POST /api/data/search
{
	"query": {query},
	"limit": {limit},
	"page": {page},

	"types": {types},
    "fields": {fields},
    "sort_fields":{sort_fields},
	"only": {only},
    "filters": {filters},
    "aggregations": {aggregations},
    "hit_counts": {
        "advertising": 1,
        "audio_classification": 1,
        "caption": 2,
        "description": 3,
        "labels": 5,
        "locations": 8,
        "logos": 13,
        "keyword": 21,
        "nsfw": 21,
        "ocr": 13,
        "people": 8,
        "sound": 5,
        "speech_to_text": 3,
        "sport": 2,
        "tag": 1,
        "text_content": 1
    }
}
  • query (string) - The text to search for - See the Full text search documentation

  • limit (int) - The number of items to return per page

  • page (int) - Index of the page number to get (0 is first page)

  • types (array of strings) Optional - List of types of media to include. Default: all types.
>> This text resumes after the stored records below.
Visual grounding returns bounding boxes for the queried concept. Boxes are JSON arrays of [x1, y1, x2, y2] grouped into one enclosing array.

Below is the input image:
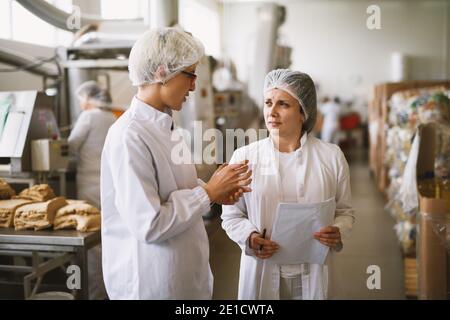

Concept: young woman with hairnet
[[101, 28, 251, 299], [68, 81, 116, 299], [222, 69, 354, 299]]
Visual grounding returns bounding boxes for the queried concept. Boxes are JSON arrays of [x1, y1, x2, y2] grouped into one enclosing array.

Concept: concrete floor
[[207, 150, 405, 299]]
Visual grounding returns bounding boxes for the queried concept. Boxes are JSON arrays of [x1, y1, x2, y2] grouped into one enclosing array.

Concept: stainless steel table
[[0, 228, 101, 299]]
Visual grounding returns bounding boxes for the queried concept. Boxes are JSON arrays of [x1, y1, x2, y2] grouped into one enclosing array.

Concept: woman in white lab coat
[[68, 81, 116, 208], [101, 28, 251, 299], [68, 81, 116, 299], [222, 69, 354, 299]]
  • fields (array of strings) Optional - List of fields to perform the fulltext search. Default: all fields.

  • sort_fields.field (string) Optional - Field used for sorting

  • sort_fields.asc (bool) Optional - Set to true to sort ascending.

  • only (array of strings) Optional - List of fields that are returned with the results. Default: all types.

  • filters (object) Optional - Object describing additional filters to apply - See the Filters documentation

  • aggregations - (object)Optional Object describing aggregations to request - See the Aggregations documentation

  • hit_counts (object) - List of hit counts by item data type (any type which has 0 hits will omitted)

Search response

A typical search query response looks like this:

{
    "query": "{query}",
    "limit": {limit},
    "page": {page},
    "total_hits": {total_hits},
    "results": [
        {
            "result": {
                "_id": "b44698697fc7de5725d1e1fe22d38e32",
                "last_modified": "2016-07-20T21:21:09Z",
                "location_id": "AVbdTJJcuT9aoTJxqbUD",
                "location_kind": "azure",
                "location_name": "Demo Content",
                "mime_type": "audio/x-wav",
                "name": "Annie and Brie/Raw Audio/AB3-1C_2561.wav",
                "stow_container_id": "annie-and-brie",
                "stow_container_name": "annie-and-brie",
                "stow_url": "azure://democontent.blob.core.windows.net/annie-and-brie/Annie%20and%20Brie/Raw%20Audio/AB3-1C_2561.wav"
            },
            "highlight": [
								{"field": "title", "fragments": ["example <em>query</em>"] },
								{"field": "otherfield", "fragments": ["another text <em>highlight here</em>"] }
            ],
            "score": 0.93453264
        }
	],
	"filters": {},
	"aggregations": {},
    "hit_counts": {
        "advertising": 1,
        "audio_classification": 1,
        "caption": 2,
        "description": 3,
        "labels": 5,
        "locations": 8,
        "logos": 13,
        "keyword": 21,
        "nsfw": 21,
        "ocr": 13,
        "people": 8,
        "sound": 5,
        "speech_to_text": 3,
        "sport": 2,
        "tag": 1,
        "text_content": 1
    }
}

query, limit and page repeat the input values that yielded the results.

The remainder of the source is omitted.